December 11, 2007 - OnPATH Technologies, a provider of automated connectivity solutions that enable a virtual infrastructure layer, compiled a list of infrastructure insights that highlight common industry misconceptions about the physical layer.

The top five myths about the physical layer of data centers include:

  1. The physical layer of a data center is static and as a result, problem-free.

    Reality: The physical layer is stressed every time new equipment is introduced, old equipment is removed or existing equipment and cables are moved at a data center. Tangled and fragile cables, plugs and wiring can physically limit ability to scale and consolidate, and most are not monitored for health and usage.Up to 70 percent of network downtime can be attributed to cabling problems.
     
  2. Most data center infrastructure issues are easily solved in the upper network layers or through virtualization of the endpoint devices.   

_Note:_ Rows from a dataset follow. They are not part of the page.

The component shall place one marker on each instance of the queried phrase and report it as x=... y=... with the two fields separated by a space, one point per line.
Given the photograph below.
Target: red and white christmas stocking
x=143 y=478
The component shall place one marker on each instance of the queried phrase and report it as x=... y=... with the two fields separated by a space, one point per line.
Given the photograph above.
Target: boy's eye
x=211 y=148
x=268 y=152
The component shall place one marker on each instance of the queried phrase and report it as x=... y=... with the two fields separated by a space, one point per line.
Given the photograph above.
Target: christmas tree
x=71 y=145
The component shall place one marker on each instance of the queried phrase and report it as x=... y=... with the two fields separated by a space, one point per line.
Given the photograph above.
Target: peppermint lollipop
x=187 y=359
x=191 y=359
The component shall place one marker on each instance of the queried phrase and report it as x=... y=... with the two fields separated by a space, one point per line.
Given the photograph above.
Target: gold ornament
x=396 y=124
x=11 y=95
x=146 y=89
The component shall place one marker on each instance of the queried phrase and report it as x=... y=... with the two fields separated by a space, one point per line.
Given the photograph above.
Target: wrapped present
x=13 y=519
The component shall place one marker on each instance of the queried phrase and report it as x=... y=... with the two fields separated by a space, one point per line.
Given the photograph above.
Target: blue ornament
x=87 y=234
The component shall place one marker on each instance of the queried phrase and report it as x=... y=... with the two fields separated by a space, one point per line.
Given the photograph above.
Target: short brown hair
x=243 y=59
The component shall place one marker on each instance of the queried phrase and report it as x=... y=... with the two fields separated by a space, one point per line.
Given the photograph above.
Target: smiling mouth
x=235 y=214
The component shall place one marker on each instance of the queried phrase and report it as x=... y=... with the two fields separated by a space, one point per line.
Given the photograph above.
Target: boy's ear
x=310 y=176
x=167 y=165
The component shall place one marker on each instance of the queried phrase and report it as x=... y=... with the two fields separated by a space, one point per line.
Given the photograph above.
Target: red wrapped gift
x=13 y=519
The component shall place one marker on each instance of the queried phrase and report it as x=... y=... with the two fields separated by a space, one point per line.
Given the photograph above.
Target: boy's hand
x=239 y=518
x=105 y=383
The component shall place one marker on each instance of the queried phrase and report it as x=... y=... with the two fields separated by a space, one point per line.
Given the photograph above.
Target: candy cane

    Reality: Cables, patch panels, media converters and monitoring equipment/software all reside at the physical layer. As a result, many physical layer issues cannot be efficiently managed or resolved at the network level. From a virtualization perspective, many virtualized solutions focus on the provisioning, managing and monitoring applications, servers, network equipment and storage. These solutions assume the physical layer is designed with ample connectivity, bandwidth and the necessary degree of fault tolerance.Unfortunately, as data centers grow and change, that is not the case.   

  3. The physical layer is generally secure and tighter security efforts are more necessary at the network layer.

    Reality: Human error can easily lead to a security breach - a single misplugged cable can potentially transfer highly-confidential data outside the data center's firewall.

  4. International enterprises must replicate their data centers around the globe to ensure continuous and accessible operations.

    Reality: By virtualizing the physical layer, data centers can achieve the same "follow the sun" approach, which allows IT staff in remote locations to utilize the same centralized equipment regardless of its physical location.

  5. Current server and storage growth rates and unprecedented growth in new data center construction make it impractical to strive for a green initiative for IT power reduction.
     

    Reality: Virtualizing the physical infrastructure layer of the data center and global network can help offset growing data center equipment demands for power.An IBM study indicates virtualization and other technology improvements can reduce energy costs at an average data center by 42 percent.